Lohnstückkosten bestimmen Preise, Graph: Heiner Flassbeck und Friederike Spiecker in: „The Euroa Story of Misunderstanding“, 2011.

Eine etwas höhere Inflationsrate in Deutschland (im Vergleich zu Handelspartnern im Euro-Raum) bedeutet, dass Deutschland die Lohnzurückhaltung, die es in den vergangenen 10 Jahren systematisch verfolgt hat, aufgibt. Denn die Steigerungsrate der gesamtwirtschaftlichen Lohnstückkosten ist der wesentliche Bestimmungsfaktor der nationalen Inflationsrate, wie Spiecker in NachDenkSeiten darlegt.

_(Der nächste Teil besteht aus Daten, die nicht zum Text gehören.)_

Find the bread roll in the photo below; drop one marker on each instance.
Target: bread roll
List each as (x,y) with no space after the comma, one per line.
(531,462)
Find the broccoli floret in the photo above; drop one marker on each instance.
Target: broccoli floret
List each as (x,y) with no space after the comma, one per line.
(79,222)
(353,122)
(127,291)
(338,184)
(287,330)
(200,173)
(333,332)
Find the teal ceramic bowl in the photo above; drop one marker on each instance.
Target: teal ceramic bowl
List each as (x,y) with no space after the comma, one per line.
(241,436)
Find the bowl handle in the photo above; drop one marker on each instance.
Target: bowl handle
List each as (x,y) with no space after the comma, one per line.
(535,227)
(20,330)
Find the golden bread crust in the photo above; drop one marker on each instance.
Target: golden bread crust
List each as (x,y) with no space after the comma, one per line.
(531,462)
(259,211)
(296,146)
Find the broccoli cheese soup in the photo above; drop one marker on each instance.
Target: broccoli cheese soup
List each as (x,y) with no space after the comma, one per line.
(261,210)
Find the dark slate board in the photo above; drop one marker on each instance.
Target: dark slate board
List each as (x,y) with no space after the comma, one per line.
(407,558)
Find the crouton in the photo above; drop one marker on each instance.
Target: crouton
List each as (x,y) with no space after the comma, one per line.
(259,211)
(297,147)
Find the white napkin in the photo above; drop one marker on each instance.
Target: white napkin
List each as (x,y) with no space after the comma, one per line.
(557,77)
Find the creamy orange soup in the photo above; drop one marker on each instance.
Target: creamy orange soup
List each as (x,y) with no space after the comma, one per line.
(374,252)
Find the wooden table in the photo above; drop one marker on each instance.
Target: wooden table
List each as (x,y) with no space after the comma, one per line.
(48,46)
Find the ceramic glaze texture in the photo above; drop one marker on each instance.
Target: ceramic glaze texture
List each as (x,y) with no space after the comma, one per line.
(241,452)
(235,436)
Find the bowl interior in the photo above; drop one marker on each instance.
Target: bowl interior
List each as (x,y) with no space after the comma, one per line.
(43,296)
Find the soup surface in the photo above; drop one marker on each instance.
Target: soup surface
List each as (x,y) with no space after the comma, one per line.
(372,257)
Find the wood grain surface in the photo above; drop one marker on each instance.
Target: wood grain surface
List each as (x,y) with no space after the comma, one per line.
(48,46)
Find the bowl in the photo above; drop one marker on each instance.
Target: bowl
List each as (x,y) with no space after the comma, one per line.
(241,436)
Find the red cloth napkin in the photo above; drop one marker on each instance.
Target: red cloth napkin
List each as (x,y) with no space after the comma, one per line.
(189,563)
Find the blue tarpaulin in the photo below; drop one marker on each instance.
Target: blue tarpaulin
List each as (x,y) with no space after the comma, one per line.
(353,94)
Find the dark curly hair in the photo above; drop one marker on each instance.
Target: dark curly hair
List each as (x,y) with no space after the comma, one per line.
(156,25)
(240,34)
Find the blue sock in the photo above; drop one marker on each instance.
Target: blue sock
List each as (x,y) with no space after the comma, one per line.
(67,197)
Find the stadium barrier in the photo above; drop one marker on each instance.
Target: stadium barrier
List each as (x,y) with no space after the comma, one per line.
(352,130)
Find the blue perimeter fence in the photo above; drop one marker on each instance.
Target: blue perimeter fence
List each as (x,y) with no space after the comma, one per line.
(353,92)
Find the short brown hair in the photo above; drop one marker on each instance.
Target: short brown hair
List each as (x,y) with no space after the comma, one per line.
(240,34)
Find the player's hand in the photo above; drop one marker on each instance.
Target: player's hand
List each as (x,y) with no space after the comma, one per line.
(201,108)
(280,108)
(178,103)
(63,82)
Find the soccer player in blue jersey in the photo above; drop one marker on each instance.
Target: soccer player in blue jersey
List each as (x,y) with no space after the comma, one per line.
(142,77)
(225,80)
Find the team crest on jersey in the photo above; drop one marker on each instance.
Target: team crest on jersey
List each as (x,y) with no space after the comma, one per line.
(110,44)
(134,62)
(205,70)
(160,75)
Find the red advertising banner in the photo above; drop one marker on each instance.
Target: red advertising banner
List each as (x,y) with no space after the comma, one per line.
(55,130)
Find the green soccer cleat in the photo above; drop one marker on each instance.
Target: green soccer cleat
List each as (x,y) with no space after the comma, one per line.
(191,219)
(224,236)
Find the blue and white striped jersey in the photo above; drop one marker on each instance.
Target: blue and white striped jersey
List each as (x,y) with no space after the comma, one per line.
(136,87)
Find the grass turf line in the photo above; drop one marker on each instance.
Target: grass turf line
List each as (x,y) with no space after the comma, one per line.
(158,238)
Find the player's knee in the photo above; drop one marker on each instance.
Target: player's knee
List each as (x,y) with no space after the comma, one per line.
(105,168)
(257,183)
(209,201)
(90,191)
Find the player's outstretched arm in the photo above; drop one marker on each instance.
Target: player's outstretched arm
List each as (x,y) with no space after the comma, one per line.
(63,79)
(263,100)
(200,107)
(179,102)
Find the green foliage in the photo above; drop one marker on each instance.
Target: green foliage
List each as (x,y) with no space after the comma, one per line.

Und Wettbewerbsfähigkeit ist ein relatives Konzept. Das heisst: Wenn einer an Wettbewerbsfähigkeit verloren hat, muss ein anderer an Wettbewerbsfähigkeit gewonnen haben, wie Spiecker weiter erläutert: „Ganz analog muss es so sein, dass den Krisenstaaten mit den hohen Auslandsschulden Gewinnerstaaten mit hohen Auslandsvermögen gegenüberstehen. Und eine Begrenzung der Schulden- und Vermögenspositionen erfordern, dass sich die Wettbewerbsfähigkeit zugunsten der Schuldnerländer und zuungusten der Gläubigerstaaten verschieben müssen“.

Südeuropa wird heute gezwungen, Produktivität zu steigern und die Preise sowie die Löhne zu senken? Der Versuch, die wirtschaftlichen Probleme via Lohnsenkungen (d.h. „internal devaluation“) zu lösen, endet in Deflation, was die Rezession vertieft. Südeuropa muss wieder wettbewerbsfähig werden. Die Staatsschulden lassen sich durch Wachstum, nicht durch Austerität abbauen. Die EZB muss also Kurs ändern.

Fazit: Vielleicht ist es besser, die Diktion anzupassen. Anstatt zu fordern, dass Deutschland eine etwas höhere Inflation im Verhältnis zu Handelspartnern in der EWU zulässt, sollte die Forderung darauf ausgerichtet werden, dass die Löhne in Deutschland steigen müssen, um den Euro zu retten, was für die Medien und den Durchschnittsbürger verständlicher wäre. Auf diese Weise würde die der Natur einer Währungsunion zugrunde liegende Lohnkoordination zwischen den Eurostaaten besser gehandhabt.

1 Kommentar:

MFK hat gesagt…

Während c) wohl wenig streitig ist, dürfte a) und b) in der Praxis wohl kaum umgesetzt werden.

Es wird sich allerdings zeigen ob Inflation in den Geberländern und Deflationierung in den Nehmerländern tatsächlich nicht an den Wählern scheitern wird. Bis heute sind viele Regierungen in den Nehmerländern abgewählt worden.

Bei der Reform des bankwesens wünsche ich viel Erfolg. Seit Lehman 2008 ist in diesem Bereich nicht viel geschehen. Dies ist auch der Tatsache geschuldet, dass Banken und Regierungen viel zu eng verknüpft sind. Darüber hinaus gibt es Länder, die offensichtlich der Meinung sind, verarbeitende Industrien durch Finanz"industrie" ersetzen zu können, um mangelnde Wettbewerbsfähigkeit ausgleichen zu können. Die Rekapitalisierung der Banken zum heutigen Tage wird auch daran scheitern, dass in Europa mehr als 20 banken einen Verschuldungsgrad von >50% bis teilweise 200% des BIP ihres Heimatlandes aufweisen. Diese Banken müssen überwiegend abgewickelt werden. Bei dieser Sachlage eine europäische Einlagensicherung installieren zu wollen, ist fiskalischer Selbstmord.